Mirando su reflejo en el cristal, posó la mano en el marco de aluminio. Pelo rojo, ojos almendrados. Sintió un tacto frío que le devolvió a su cuerpo unos segundos. Hacía semanas que pasaba el rato con la vista puesta en la aplicación del tiempo. Le gustaba imaginarse en los lugares guardados en la memoria de su teléfono, lugares de viajes recientes o pasados o lugares concretos donde vivían sus padres y medio hermanos. Viajes mentales de unos segundos. Escapismo digital. Lugares de Islandia, por ejemplo, donde se veía tumbado, con los brazos en aspa sobre la hierba. Ese tipo de fantasías.
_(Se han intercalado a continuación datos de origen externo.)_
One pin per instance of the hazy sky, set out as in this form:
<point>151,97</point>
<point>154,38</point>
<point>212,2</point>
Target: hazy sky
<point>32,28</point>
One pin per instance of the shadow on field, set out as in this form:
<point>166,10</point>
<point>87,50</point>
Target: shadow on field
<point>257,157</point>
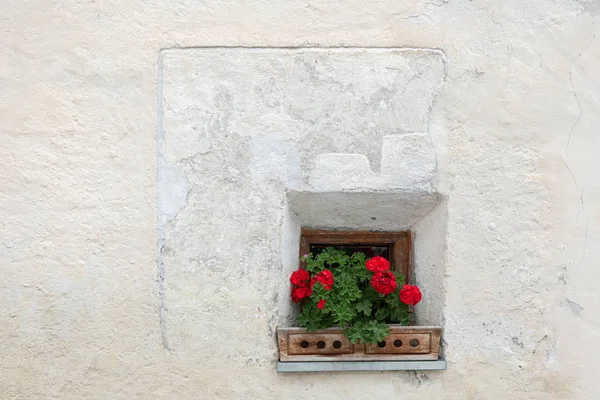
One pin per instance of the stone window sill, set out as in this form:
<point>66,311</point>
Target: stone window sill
<point>350,366</point>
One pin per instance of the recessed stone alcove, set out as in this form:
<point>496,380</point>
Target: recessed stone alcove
<point>255,143</point>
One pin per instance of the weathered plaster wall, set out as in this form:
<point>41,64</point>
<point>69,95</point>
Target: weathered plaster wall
<point>515,130</point>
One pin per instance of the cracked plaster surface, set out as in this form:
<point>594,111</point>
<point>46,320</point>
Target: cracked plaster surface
<point>80,292</point>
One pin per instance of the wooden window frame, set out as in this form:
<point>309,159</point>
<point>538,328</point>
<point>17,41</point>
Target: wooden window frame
<point>399,244</point>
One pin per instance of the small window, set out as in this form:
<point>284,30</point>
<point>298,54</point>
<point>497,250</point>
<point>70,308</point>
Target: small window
<point>393,246</point>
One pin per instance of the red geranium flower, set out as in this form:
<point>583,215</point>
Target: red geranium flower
<point>384,282</point>
<point>300,293</point>
<point>321,304</point>
<point>325,277</point>
<point>300,277</point>
<point>410,295</point>
<point>378,264</point>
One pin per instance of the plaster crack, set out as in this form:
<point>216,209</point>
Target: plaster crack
<point>568,144</point>
<point>443,3</point>
<point>575,93</point>
<point>538,343</point>
<point>587,230</point>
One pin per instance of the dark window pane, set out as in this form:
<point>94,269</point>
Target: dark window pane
<point>369,251</point>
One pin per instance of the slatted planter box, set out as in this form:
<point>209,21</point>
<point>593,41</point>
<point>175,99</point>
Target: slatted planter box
<point>409,343</point>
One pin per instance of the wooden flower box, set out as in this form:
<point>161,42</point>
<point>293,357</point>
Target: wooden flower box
<point>404,343</point>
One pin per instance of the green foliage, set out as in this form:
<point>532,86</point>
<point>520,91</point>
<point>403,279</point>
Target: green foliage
<point>352,303</point>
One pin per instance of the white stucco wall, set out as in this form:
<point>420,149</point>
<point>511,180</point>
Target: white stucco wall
<point>84,294</point>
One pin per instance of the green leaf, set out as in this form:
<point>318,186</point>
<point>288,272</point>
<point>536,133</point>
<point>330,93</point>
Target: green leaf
<point>364,306</point>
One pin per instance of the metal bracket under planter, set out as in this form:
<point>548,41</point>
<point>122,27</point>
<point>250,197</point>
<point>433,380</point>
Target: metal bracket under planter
<point>405,343</point>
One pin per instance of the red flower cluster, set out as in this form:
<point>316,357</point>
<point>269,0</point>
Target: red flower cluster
<point>384,282</point>
<point>300,277</point>
<point>301,290</point>
<point>321,304</point>
<point>378,264</point>
<point>410,295</point>
<point>325,277</point>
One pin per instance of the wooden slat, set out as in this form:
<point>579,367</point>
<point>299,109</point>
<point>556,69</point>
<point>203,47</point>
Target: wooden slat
<point>422,344</point>
<point>427,349</point>
<point>328,339</point>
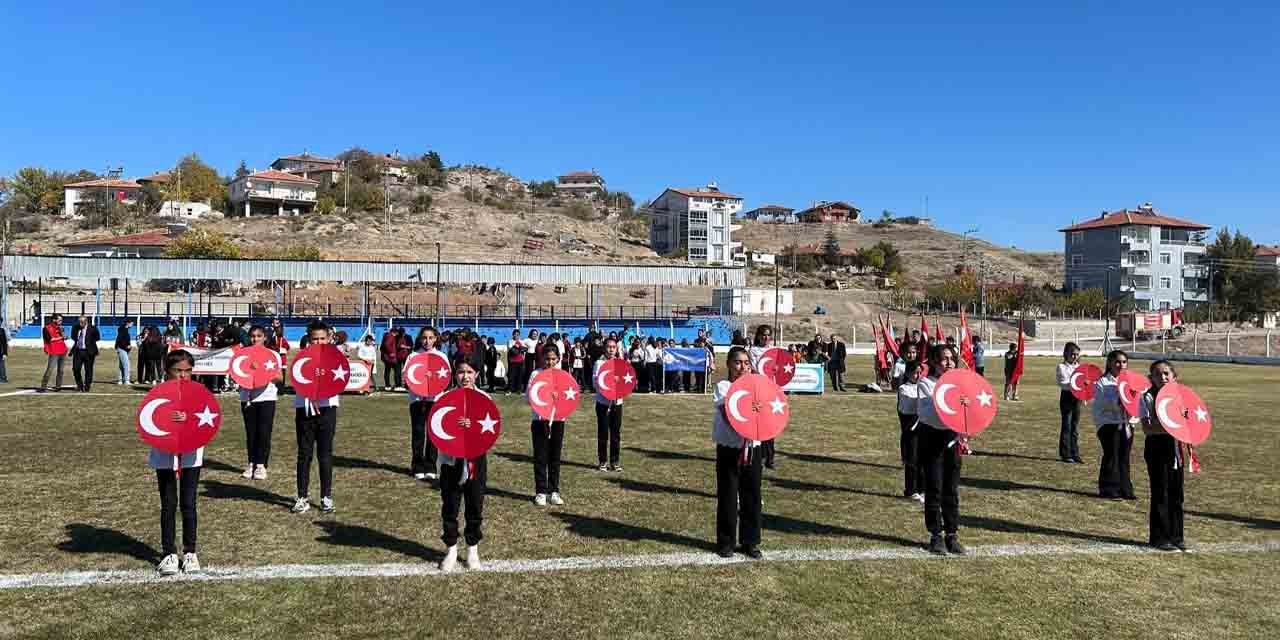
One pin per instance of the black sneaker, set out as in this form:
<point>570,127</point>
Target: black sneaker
<point>936,545</point>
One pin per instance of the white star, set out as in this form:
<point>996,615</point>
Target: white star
<point>206,416</point>
<point>777,405</point>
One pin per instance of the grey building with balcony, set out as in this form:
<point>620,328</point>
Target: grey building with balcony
<point>1155,260</point>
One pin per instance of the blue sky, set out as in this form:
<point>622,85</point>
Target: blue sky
<point>1011,118</point>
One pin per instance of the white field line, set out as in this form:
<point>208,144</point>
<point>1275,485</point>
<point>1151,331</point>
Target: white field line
<point>581,563</point>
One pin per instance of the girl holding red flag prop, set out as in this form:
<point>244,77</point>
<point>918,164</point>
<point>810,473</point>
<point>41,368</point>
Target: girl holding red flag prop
<point>737,471</point>
<point>177,366</point>
<point>938,449</point>
<point>462,479</point>
<point>1165,462</point>
<point>1115,433</point>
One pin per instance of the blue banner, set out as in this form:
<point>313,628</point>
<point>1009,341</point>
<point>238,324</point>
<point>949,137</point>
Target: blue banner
<point>685,359</point>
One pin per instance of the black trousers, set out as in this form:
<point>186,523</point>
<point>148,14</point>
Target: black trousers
<point>909,446</point>
<point>472,492</point>
<point>315,435</point>
<point>608,433</point>
<point>170,499</point>
<point>423,457</point>
<point>1069,437</point>
<point>1166,489</point>
<point>941,479</point>
<point>737,497</point>
<point>82,368</point>
<point>259,421</point>
<point>548,442</point>
<point>1114,479</point>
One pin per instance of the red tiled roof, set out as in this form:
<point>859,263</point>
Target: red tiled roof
<point>1144,216</point>
<point>105,182</point>
<point>272,174</point>
<point>152,238</point>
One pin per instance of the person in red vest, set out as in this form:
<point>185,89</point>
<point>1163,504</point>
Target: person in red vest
<point>55,347</point>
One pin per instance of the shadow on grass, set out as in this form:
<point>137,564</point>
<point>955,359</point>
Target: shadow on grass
<point>789,525</point>
<point>636,485</point>
<point>529,460</point>
<point>1243,520</point>
<point>346,462</point>
<point>830,460</point>
<point>668,455</point>
<point>356,535</point>
<point>82,538</point>
<point>1010,526</point>
<point>604,529</point>
<point>242,492</point>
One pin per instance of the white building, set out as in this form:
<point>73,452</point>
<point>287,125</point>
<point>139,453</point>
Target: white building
<point>698,219</point>
<point>80,195</point>
<point>273,192</point>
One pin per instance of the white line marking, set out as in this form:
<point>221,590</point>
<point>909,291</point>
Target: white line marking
<point>580,563</point>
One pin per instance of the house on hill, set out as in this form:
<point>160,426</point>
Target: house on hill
<point>588,184</point>
<point>702,220</point>
<point>1153,257</point>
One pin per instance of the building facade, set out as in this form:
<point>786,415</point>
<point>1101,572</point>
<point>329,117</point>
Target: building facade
<point>272,192</point>
<point>700,220</point>
<point>1155,259</point>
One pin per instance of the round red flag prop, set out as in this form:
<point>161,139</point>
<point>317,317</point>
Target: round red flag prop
<point>757,408</point>
<point>254,368</point>
<point>1082,380</point>
<point>1132,385</point>
<point>553,394</point>
<point>1183,414</point>
<point>464,442</point>
<point>156,424</point>
<point>319,373</point>
<point>426,373</point>
<point>616,379</point>
<point>964,401</point>
<point>777,365</point>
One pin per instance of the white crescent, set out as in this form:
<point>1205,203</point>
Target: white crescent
<point>536,397</point>
<point>1162,412</point>
<point>732,406</point>
<point>147,420</point>
<point>297,371</point>
<point>435,423</point>
<point>940,398</point>
<point>410,376</point>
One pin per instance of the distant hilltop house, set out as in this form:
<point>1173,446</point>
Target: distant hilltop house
<point>1156,259</point>
<point>314,168</point>
<point>698,219</point>
<point>824,211</point>
<point>772,214</point>
<point>80,195</point>
<point>272,192</point>
<point>585,184</point>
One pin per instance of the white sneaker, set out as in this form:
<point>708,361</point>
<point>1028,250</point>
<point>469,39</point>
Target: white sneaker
<point>451,560</point>
<point>168,566</point>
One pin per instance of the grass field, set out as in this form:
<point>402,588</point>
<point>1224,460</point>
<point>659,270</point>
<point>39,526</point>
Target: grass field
<point>78,496</point>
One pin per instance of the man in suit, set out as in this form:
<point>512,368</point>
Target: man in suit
<point>83,353</point>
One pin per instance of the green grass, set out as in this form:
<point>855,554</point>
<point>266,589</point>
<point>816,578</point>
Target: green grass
<point>78,496</point>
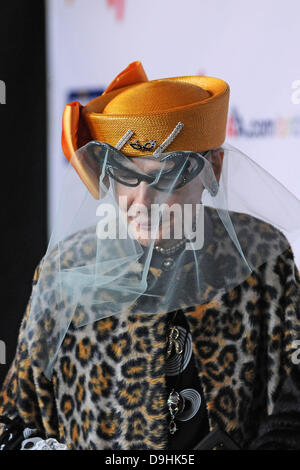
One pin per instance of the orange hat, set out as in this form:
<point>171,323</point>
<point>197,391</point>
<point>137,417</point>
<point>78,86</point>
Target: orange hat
<point>151,110</point>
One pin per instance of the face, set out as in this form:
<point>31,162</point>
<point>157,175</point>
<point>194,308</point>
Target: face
<point>136,202</point>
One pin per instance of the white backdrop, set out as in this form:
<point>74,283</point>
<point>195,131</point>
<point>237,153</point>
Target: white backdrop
<point>251,44</point>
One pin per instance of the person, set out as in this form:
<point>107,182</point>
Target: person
<point>167,306</point>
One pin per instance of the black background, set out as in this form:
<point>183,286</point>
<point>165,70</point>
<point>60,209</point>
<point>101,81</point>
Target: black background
<point>23,160</point>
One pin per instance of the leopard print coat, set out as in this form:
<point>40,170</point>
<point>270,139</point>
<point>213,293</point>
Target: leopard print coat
<point>108,389</point>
Manila, 28 grados. Wexford, 7 grados. Bruselas, 9 grados. En Europa ahora era de día. El medio día era claro en la costa de Irlanda, de una claridad espumosa, una claridad que a él le sabía a sándwiches de atún y a gaviotas graznando. Los veranos de su infancia. Bruselas, en cambio, tenía un cielo cubierto de electrones, universitarios borrachos y Jacques Brel abierto en canal al fondo del vaso. Los tiempos de resacas, de sexo casual, de amigos para siempre. Permanecía un rato en cada sitio y enseguida deslizaba el dedo sobre el nombre de las ciudades y sus temperaturas mínimas y máximas, imaginando otras vidas posibles. Manila, Seúl, Wexford, Bruselas, Reikiavik.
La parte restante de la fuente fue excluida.